“This quarter’s survey results add an exclamation point to the view that manufacturing activity has slowed, but this is not to suggest that it is crashing,” said Donald A. Norman, Ph.D., MAPI Senior Economist and survey coordinator.

The results of the quarterly Manufacturers Alliance for Productivity and Innovation (MAPI) Survey on the Business Outlook indicate slowing growth for U.S. manufacturing over the next three to six months, in line with most other forecasts that show a continued softening in the industrial base.

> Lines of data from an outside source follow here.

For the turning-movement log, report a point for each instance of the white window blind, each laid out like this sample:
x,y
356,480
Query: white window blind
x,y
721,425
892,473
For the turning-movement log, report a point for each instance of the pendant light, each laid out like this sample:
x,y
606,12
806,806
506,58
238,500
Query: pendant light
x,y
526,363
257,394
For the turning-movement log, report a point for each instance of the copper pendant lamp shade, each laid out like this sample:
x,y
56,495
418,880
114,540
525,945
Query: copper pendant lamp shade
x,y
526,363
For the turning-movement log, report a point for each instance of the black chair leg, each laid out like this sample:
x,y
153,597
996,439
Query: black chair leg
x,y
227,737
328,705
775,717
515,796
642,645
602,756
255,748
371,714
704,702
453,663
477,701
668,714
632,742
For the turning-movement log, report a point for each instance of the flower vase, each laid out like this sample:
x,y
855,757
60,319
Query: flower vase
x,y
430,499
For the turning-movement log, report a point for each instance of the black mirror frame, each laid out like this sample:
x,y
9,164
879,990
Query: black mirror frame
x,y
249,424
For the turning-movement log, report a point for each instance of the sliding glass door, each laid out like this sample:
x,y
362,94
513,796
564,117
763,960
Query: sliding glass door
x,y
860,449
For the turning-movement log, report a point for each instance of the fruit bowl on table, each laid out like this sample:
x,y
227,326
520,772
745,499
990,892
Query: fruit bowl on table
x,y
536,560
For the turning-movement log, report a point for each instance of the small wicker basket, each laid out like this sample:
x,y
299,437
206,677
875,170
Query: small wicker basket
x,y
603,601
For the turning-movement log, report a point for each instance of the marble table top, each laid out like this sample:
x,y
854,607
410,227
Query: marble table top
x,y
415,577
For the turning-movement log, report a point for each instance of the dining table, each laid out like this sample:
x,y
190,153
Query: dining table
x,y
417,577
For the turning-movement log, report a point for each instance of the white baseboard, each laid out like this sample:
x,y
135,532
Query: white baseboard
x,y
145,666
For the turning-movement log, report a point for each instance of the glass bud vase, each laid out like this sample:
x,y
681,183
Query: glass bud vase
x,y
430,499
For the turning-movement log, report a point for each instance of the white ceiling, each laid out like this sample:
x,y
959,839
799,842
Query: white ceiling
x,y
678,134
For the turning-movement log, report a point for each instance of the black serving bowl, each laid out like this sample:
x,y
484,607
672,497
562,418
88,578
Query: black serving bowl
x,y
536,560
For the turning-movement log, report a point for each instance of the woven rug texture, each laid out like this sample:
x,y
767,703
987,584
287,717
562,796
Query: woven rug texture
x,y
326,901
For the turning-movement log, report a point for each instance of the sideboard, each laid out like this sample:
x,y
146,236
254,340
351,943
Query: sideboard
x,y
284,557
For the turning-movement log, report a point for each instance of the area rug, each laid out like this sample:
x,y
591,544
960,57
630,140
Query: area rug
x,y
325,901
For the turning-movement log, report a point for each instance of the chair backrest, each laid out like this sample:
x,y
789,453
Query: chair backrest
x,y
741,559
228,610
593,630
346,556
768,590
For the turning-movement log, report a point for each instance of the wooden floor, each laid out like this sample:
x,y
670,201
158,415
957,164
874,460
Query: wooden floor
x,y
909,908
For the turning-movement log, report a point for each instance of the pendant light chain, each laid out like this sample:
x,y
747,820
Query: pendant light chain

The survey’s composite index is a leading indicator for the manufacturing sector. The September 2012 composite index fell to 56 from 61 in the June 2012 survey.
Despite the decline -- its ninth straight since reaching a record high of 81 in June 2010 -- the index remains above the threshold of 50, the dividing line that separates contraction and expansion. The drop of 5 percentage points, however, is the largest over the nine-quarter decline and comes on the heels of a 4 percentage point drop in the previous report.
“This quarter’s survey results add an exclamation point to the view that manufacturing activity has slowed, but this is not to suggest that it is crashing,” said Donald A. Norman, Ph.D., MAPI Senior Economist and survey coordinator.
“In fact, it is expected to expand, even if at a much slower rate than what we’ve experienced over the past two years.”
The Composite Business Outlook Index is a weighted sum of the Prospective U.S. Shipments, Backlog Orders, Inventory, and Profit Margin Indexes. In addition to the composite index, which reflects the views of 60 senior financial executives representing a broad range of manufacturing industries, the survey includes 13 individual indexes that are split between current business conditions and forward looking prospects.
Twelve of the 13 indexes decreased, including the six current business conditions indexes.